Estimating how well a person performs an action, rather than which action is performed, is central to coaching, rehabilitation, and talent identification. This task is challenging because proficiency is encoded in subtle differences in timing, balance, body mechanics, and execution, often distributed across multiple views and short temporal events. We discuss three recent contributions to multi-view proficiency estimation on Ego-Exo4D. SkillFormer introduces a parameter-efficient discriminative architecture for selective multi-view fusion; PATS improves temporal sampling by preserving locally dense excerpts of fundamental movements; and ProfVLM reformulates proficiency estimation as conditional language generation, producing both a proficiency label and expert-style feedback through a gated cross-view projector and a compact language backbone.
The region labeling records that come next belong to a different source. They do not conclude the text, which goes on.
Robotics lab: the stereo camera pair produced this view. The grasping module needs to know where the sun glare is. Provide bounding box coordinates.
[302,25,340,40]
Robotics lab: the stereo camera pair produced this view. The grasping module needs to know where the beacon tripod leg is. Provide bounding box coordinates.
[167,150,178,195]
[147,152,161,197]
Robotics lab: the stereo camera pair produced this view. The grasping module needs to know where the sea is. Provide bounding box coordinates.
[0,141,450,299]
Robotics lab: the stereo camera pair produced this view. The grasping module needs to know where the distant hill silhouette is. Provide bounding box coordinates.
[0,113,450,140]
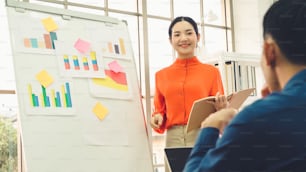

Together, these methods achieve state-of-the-art accuracy on Ego-Exo4D with up to 20x fewer trainable parameters and up to 3x fewer training epochs than video-transformer baselines, while moving from closed-set classification toward interpretable feedback generation. These results highlight a shift toward efficient, multi-view systems that combine selective fusion, proficiency-aware sampling, and actionable generative feedback.